本職のファヴール教皇は、感極まって手を組み、祈りを捧げる。

王様も、ふーっと興奮して吐息を漏らした。

神様の薔薇の花。この間ファヴール教皇といた時に貰ったものは、花びらに剥がして押し花の栞にして、年末年始に配ろうと思う在庫の中に入れてしまった。今回は、どうかどうか教会にいただきたい、とファヴール教皇に熱く願われてしまったので、差し上げた。

枯らさないように保存する容器に入れて、メール神様の花街教会に飾りたいそうである。早速保存のケースを、控えていた教会の付き人に持って来させる手配をしている。

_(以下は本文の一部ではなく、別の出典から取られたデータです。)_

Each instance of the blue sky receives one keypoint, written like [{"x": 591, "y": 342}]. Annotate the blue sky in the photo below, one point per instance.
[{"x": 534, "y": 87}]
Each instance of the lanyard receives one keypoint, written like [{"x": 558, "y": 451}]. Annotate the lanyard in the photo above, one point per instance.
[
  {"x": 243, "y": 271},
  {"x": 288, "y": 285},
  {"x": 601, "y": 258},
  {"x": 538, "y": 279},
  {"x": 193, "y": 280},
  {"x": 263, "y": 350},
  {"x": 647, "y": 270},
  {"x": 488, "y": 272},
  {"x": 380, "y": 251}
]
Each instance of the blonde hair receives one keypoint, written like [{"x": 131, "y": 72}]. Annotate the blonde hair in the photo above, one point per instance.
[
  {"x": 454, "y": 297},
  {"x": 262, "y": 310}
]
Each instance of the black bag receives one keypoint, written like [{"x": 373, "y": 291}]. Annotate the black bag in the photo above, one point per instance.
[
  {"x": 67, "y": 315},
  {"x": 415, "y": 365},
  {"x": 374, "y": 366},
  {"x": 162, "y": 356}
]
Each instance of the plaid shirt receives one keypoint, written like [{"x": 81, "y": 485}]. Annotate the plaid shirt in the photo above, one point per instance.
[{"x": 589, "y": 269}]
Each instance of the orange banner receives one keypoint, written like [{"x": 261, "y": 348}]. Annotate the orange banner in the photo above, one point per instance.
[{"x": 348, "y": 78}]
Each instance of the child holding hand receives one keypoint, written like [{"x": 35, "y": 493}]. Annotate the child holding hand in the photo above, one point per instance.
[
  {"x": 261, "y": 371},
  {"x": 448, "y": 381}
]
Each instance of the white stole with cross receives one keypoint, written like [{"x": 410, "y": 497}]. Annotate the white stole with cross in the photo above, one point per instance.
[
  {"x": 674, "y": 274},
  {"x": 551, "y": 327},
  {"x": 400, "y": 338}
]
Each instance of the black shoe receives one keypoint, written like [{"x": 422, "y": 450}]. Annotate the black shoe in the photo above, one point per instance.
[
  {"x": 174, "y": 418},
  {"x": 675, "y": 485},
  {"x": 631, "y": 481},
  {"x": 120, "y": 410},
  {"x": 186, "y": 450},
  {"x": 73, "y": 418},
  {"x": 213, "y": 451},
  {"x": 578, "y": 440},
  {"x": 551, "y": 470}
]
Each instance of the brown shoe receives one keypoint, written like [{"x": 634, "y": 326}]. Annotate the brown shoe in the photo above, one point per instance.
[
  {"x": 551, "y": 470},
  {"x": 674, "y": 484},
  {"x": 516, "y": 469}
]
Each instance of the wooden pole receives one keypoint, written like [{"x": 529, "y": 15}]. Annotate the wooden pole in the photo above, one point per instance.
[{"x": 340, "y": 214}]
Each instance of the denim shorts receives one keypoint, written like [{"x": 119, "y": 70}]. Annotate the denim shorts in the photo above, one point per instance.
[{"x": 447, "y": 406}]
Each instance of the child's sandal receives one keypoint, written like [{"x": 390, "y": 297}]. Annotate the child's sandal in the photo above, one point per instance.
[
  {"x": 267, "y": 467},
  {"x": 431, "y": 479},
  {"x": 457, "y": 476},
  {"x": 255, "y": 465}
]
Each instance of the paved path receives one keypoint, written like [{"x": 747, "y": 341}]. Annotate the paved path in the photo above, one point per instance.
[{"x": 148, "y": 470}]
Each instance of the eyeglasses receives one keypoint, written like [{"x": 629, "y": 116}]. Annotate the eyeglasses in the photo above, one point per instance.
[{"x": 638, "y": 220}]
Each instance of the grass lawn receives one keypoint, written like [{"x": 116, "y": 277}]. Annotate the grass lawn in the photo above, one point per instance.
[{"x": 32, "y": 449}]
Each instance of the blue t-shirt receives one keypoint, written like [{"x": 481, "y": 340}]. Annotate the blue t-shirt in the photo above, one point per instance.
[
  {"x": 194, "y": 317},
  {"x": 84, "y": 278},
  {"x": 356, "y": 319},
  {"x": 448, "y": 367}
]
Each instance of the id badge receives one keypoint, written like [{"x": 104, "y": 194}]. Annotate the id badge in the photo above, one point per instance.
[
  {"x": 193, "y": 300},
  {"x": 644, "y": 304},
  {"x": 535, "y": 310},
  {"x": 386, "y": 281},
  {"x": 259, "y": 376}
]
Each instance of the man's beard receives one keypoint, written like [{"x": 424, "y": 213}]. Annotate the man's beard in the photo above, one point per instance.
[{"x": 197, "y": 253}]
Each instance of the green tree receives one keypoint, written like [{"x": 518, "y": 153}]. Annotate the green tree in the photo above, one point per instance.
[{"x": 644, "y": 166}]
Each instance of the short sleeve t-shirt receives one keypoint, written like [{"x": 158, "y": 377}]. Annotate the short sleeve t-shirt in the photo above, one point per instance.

高級な花屋で、かなりお高いが、売ってるとの事。


「さて、カッコいい王様にプレゼントがあります。」

「うむ?何かね?」

思い当たらないな、という顔した王様に、くふっ!とニリヤが笑う。


「こちらです。」

写真を入れたフレームごと、ギフトの御方マントの下から出してみた。

どれ、と手を出して、ひっくり返してあったフレームの表をはたりと見た王様は。ひゅ、と息を吸った。

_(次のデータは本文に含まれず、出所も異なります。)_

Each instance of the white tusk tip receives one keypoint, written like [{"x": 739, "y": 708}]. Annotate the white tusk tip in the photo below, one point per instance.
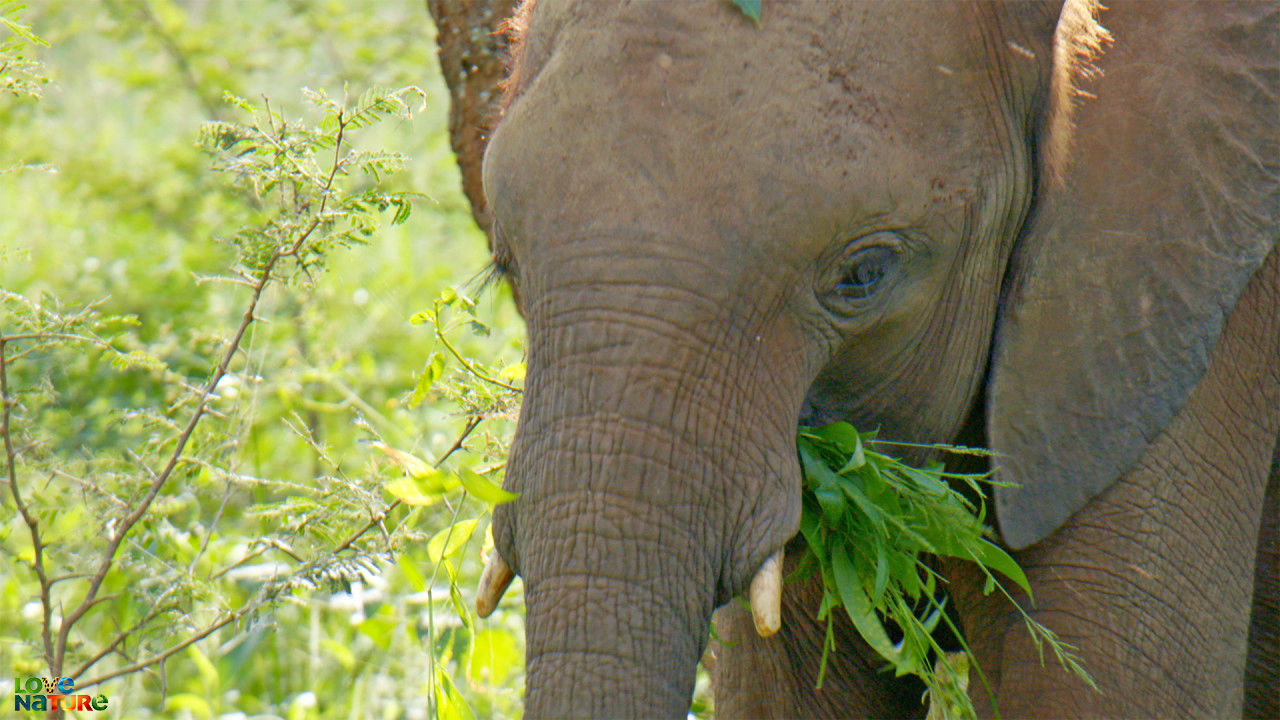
[
  {"x": 766, "y": 596},
  {"x": 494, "y": 579}
]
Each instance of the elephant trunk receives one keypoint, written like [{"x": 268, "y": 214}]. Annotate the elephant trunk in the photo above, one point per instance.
[
  {"x": 652, "y": 491},
  {"x": 608, "y": 643}
]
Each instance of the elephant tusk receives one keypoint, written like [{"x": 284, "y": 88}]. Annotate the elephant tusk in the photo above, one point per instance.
[
  {"x": 766, "y": 596},
  {"x": 494, "y": 579}
]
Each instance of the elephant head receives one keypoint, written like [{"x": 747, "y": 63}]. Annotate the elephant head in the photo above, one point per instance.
[{"x": 915, "y": 217}]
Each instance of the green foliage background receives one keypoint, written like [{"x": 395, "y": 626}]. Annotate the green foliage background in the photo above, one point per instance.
[{"x": 108, "y": 200}]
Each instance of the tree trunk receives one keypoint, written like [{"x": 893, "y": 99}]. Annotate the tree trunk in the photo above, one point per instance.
[{"x": 472, "y": 46}]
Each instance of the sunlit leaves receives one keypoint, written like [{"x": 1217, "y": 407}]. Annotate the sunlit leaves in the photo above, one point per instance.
[
  {"x": 318, "y": 177},
  {"x": 871, "y": 522},
  {"x": 749, "y": 8}
]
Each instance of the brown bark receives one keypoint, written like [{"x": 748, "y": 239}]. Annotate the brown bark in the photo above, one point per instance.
[{"x": 472, "y": 58}]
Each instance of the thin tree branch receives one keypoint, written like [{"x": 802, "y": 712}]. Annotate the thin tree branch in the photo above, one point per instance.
[{"x": 472, "y": 423}]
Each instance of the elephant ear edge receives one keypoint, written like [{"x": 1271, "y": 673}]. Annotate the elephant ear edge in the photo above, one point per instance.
[{"x": 1141, "y": 240}]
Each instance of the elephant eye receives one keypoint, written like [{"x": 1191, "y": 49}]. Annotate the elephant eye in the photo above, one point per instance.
[{"x": 865, "y": 272}]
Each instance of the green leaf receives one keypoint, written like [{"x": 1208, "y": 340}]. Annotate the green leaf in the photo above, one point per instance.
[
  {"x": 858, "y": 606},
  {"x": 494, "y": 657},
  {"x": 421, "y": 491},
  {"x": 750, "y": 8},
  {"x": 484, "y": 490},
  {"x": 449, "y": 541},
  {"x": 996, "y": 559},
  {"x": 433, "y": 372}
]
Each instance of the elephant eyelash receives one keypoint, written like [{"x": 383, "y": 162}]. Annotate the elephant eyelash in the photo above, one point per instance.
[{"x": 499, "y": 268}]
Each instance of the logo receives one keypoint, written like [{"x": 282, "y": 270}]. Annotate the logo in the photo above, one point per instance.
[{"x": 53, "y": 693}]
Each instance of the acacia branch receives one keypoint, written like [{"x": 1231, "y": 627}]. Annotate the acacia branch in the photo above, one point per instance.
[
  {"x": 27, "y": 518},
  {"x": 159, "y": 481},
  {"x": 472, "y": 423}
]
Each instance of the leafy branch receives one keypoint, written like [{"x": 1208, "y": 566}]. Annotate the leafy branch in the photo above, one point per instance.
[
  {"x": 318, "y": 214},
  {"x": 871, "y": 522}
]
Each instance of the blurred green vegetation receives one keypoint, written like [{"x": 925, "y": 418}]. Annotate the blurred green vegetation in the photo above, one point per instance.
[{"x": 115, "y": 227}]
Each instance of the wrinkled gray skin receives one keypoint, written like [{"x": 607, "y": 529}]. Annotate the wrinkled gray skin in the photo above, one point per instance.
[{"x": 685, "y": 203}]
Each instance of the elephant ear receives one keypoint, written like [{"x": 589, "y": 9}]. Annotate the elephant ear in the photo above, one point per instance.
[{"x": 1159, "y": 199}]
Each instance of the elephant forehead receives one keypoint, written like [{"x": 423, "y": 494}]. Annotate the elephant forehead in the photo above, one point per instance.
[{"x": 673, "y": 109}]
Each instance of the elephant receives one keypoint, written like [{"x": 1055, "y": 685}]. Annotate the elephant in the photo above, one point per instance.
[{"x": 1041, "y": 227}]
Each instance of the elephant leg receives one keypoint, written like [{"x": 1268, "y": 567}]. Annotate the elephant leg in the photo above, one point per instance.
[
  {"x": 775, "y": 677},
  {"x": 1262, "y": 669},
  {"x": 1153, "y": 579}
]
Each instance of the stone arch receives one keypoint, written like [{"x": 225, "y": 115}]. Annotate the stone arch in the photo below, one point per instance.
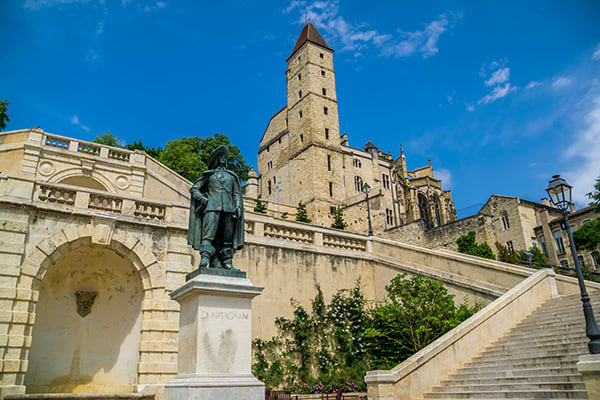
[
  {"x": 77, "y": 172},
  {"x": 45, "y": 254}
]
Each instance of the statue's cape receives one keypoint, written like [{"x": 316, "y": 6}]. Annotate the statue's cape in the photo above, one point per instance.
[{"x": 195, "y": 221}]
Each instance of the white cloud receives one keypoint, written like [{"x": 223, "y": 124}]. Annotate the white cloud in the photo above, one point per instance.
[
  {"x": 584, "y": 152},
  {"x": 561, "y": 82},
  {"x": 357, "y": 36},
  {"x": 497, "y": 93},
  {"x": 75, "y": 121},
  {"x": 596, "y": 55},
  {"x": 445, "y": 176},
  {"x": 499, "y": 76}
]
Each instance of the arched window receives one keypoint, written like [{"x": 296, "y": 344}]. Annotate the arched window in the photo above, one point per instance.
[
  {"x": 358, "y": 184},
  {"x": 505, "y": 222},
  {"x": 423, "y": 207},
  {"x": 438, "y": 210}
]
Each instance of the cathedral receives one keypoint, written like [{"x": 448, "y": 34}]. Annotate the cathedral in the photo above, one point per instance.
[{"x": 304, "y": 158}]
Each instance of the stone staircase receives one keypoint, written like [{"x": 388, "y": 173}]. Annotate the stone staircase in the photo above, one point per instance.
[{"x": 537, "y": 359}]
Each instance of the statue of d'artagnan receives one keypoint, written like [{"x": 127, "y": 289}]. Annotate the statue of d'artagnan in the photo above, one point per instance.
[{"x": 217, "y": 213}]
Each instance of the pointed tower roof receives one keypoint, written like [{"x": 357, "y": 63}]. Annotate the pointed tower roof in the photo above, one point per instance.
[{"x": 309, "y": 34}]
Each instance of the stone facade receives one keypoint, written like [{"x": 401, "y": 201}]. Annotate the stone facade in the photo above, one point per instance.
[{"x": 303, "y": 154}]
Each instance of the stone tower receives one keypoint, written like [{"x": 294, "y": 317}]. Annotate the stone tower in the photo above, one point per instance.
[{"x": 305, "y": 151}]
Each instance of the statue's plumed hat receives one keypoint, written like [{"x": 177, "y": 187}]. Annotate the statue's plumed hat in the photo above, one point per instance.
[{"x": 214, "y": 156}]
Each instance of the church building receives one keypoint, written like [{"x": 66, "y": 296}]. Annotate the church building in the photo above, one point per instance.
[{"x": 304, "y": 158}]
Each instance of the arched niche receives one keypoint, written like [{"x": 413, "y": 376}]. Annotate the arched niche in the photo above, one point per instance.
[{"x": 88, "y": 318}]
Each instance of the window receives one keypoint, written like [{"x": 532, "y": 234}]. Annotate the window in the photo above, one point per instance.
[
  {"x": 389, "y": 217},
  {"x": 543, "y": 243},
  {"x": 505, "y": 222},
  {"x": 358, "y": 184},
  {"x": 386, "y": 181},
  {"x": 596, "y": 258},
  {"x": 559, "y": 244}
]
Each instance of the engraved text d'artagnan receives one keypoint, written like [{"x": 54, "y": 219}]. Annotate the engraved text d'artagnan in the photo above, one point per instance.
[{"x": 226, "y": 315}]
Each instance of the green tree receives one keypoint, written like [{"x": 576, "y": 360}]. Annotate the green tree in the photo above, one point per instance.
[
  {"x": 587, "y": 237},
  {"x": 153, "y": 152},
  {"x": 4, "y": 118},
  {"x": 594, "y": 195},
  {"x": 466, "y": 244},
  {"x": 301, "y": 213},
  {"x": 109, "y": 139},
  {"x": 338, "y": 219},
  {"x": 260, "y": 206},
  {"x": 417, "y": 311},
  {"x": 188, "y": 156}
]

「リュビ妃のいたずらですよ。アンジュちゃん、顔が見られて良かったですね。みんな一緒で、いい顔です。」

「•••うむ、うむ。」

ジーンと、染み入るように写真を眺めて。


「あ、ありがとう、ありがとう。竜樹殿、今日は神の声を聞くし、リュビとの家族写真まで。何というか、なんという。」


なんという日であろうか。


目の上に手のひら、グイッと顔をあげて、頬には涙が溢れていた。


「それから王妃様にも。」


なんと、王妃様とリュビ妃の、にっこり仲良く腕を組んでいる写真もあったのだった。リュビ様、ノリノリだな。

「ハハハ!姉妹のようだな!マルグリットもさぞかし喜ぶだろう!竜樹殿、本当に、本当に、この国に、ここに来てくれて、ありがとう。」

テーブルにフレームを置くと、がしっと両手を取って、ぐぐっぐっと力強く握った。

ニハッと笑うニリヤ。

複雑そうに、でもニコニコしているネクター。

ふふふ、と笑って顔見合わせ合う、オランネージュとクレールじいちゃん。

ニヤリと鋭い眼光の笑顔を崩さない、多分これが地顔のファヴール教皇。

応接室には、ピンクの薔薇の優しい匂いが溢れていた。




さて数週間して。


「メイド喫茶、めちゃくちゃ流行っていますな。」

「マジですか•••。」


クレールじいちゃんからの報告会兼、ネクターの実地経済勉強会が、ただ今行われている。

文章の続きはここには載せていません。